5.1. Ways implemented intend to improve the model performance

• Text Cleaning: pre-processing section helped reduce the noise present in text data in the form of stop words, punctuations marks, suffix variations etc; H-stacking Text/NLP features with text feature vectors : In the feature engineering section, the generated feature vectors were combined together can help to improve the accuracy of the classifier, however, the result didn’t show much improvement. (Therefore additional features were dropped);

• Tuning the hyper-parameters is an important step, a number of parameters such as tree length, leaves, network parameters were all fine-tuned and did result in a higher accuracy;

• Ensemble Model: Stacked seven different models and blended their outputs to further improve the results.

5.2. CNN performance:

• Networks with convolutional and pooling layers are useful for classification tasks, CNN could learn that certain sequences of words are good indicators of the topic, and do not necessarily care where they appear in the document.
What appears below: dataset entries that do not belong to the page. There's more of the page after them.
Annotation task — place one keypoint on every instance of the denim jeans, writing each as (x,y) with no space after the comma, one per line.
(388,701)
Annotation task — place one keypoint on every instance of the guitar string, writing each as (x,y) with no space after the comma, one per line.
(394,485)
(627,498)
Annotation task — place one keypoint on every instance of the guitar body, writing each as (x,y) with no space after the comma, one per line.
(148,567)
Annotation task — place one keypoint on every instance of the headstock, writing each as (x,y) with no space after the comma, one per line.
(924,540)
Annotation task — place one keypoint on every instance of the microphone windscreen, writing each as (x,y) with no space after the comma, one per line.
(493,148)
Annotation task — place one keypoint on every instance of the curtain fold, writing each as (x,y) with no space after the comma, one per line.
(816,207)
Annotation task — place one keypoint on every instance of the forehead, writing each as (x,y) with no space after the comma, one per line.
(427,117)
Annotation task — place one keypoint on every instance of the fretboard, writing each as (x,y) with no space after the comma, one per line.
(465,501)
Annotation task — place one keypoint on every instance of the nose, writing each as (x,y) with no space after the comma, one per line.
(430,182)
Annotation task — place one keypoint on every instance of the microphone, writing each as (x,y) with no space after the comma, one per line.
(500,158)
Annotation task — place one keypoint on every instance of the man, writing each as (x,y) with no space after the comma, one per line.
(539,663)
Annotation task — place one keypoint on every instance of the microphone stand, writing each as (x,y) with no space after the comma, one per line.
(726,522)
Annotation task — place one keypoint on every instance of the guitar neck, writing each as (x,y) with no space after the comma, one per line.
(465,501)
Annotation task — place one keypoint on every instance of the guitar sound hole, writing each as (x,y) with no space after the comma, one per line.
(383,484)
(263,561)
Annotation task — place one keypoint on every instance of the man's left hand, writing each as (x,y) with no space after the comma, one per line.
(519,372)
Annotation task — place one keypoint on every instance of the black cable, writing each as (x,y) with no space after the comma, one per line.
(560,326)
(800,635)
Convolutional and pooling layers allow the model to learn to find such local indicators, regardless of their position;

• The maximum length of sequence was set to 1,000, and embedding dimension set to 50 (due to pre-trained word embedding was in 50-dimension space); The validation accuracy improves steadily from 0.60 to 0.66 with epoch increasing from 1 to 3, with greater computing power, the training accuracy could be further improved.